[backend] Performance issue: ScheduledWorkflow is taking significant amount of etcd storage #8757

deepk2u · 2023-01-25T04:25:41Z

Environment

How did you deploy Kubeflow Pipelines (KFP)?
Full Kuebflow deployment using manifests
KFP version: 2.0.0b6
KFP SDK version: 2.0.0b6

Steps to reproduce

We have around 125 recurring runs within a single namespace. After a few months of historical runs, we have started seeing performance issues in the k8s cluster.

After digging deeper, we found that we are seeing timeouts in the calls to etcd. When we checked the etcd database for objects we found that one particular namespace which has 125 recurring runs is taking 996MB of etcd space

some data to look at:

Entries by 'KEY GROUP' (total 1.6 GB):
+----------------------------------------------------------------------------------------------------------+--------------------------------+--------+
|                                                KEY GROUP                                                 |              KIND              |  SIZE  |
+----------------------------------------------------------------------------------------------------------+--------------------------------+--------+
| /registry/kubeflow.org/scheduledworkflows/<namespace1>                        | ScheduledWorkflow              | 996 MB |
| /registry/kubeflow.org/scheduledworkflows/<namespace2>                       | ScheduledWorkflow              | 211 MB |
| /registry/kubeflow.org/scheduledworkflows/<namespace3>                           | ScheduledWorkflow              | 118 MB |

.....

namespace1 has 123 recurring runs
namespace2 has 40 recurring runs
namespace3 has 63 recurring runs

Expected result

Looks like we are storing a lot of unnecessary information in the ScheduledWorkflow object, which eventually is taking space in etcd database resulting in all the performance issues

Materials and Reference

Impacted by this bug? Give it a 👍.

The text was updated successfully, but these errors were encountered:

connor-mccarthy · 2023-01-26T23:51:09Z

/assign @gkcalat

gkcalat · 2023-01-27T00:04:34Z

Hi @deepk2u!
It may be due to insufficient resource provisioning or the lack of etc maintenance (see here). How longs did it take for you to reach these numbers?

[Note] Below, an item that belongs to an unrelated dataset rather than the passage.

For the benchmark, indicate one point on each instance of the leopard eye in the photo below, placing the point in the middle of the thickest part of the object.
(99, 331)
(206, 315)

deepk2u · 2023-01-31T21:00:14Z

It's an eks cluster. We connected with AWS support and they are maintaining the cluster and running defragmentation and doing all kinds of maintenance for etcd.

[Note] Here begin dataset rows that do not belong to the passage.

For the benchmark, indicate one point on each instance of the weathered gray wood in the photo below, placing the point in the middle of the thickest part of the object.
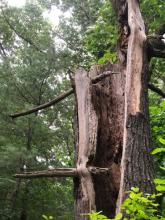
(87, 122)
(136, 167)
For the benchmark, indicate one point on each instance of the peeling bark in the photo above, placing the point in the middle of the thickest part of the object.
(136, 167)
(100, 122)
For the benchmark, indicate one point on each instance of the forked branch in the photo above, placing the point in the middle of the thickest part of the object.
(45, 105)
(60, 172)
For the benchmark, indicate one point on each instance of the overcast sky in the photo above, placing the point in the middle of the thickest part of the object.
(52, 15)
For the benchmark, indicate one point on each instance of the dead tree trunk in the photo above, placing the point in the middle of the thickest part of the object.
(112, 122)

the oldest object I have on the list is from 14th July 2022.

gkcalat · 2023-02-01T00:32:42Z

Can check how large are your pipeline manifests used in these recurring runs?

github-actions · 2023-08-26T07:42:46Z

This issue has been automatically marked as stale because it has not had recent activity. It will be closed if no further activity occurs. Thank you for your contributions.

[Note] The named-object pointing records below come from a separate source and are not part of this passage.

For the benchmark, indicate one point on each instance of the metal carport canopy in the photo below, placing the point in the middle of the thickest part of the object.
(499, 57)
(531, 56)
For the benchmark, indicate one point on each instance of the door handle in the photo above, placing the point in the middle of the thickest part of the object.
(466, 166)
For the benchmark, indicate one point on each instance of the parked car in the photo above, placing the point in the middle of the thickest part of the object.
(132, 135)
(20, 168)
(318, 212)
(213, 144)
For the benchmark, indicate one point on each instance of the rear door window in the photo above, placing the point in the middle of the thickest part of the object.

github-actions · 2023-11-25T07:42:13Z

This issue has been automatically closed because it has not had recent activity. Please comment "/reopen" to reopen it.

kuldeepjain · 2024-01-05T02:42:48Z

/reopen

google-oss-prow · 2024-01-05T02:42:52Z

@kuldeepjain: You can't reopen an issue/PR unless you authored it or you are a collaborator.

In response to this:

/reopen

Instructions for interacting with me using PR comments are available here. If you have questions or suggestions related to my behavior, please file an issue against the kubernetes/test-infra repository.

deepk2u · 2024-01-05T02:57:03Z

/reopen

google-oss-prow · 2024-01-05T02:57:07Z

@deepk2u: Reopened this issue.

In response to this:

/reopen

Instructions for interacting with me using PR comments are available here. If you have questions or suggestions related to my behavior, please file an issue against the kubernetes/test-infra repository.

rimolive · 2024-04-03T16:03:26Z

Closing this issue. No activity for more than a year.

/close

google-oss-prow · 2024-04-03T16:03:30Z

@rimolive: Closing this issue.

In response to this:

Closing this issue. No activity for more than a year.

/close

Instructions for interacting with me using PR comments are available here. If you have questions or suggestions related to my behavior, please file an issue against the kubernetes/test-infra repository.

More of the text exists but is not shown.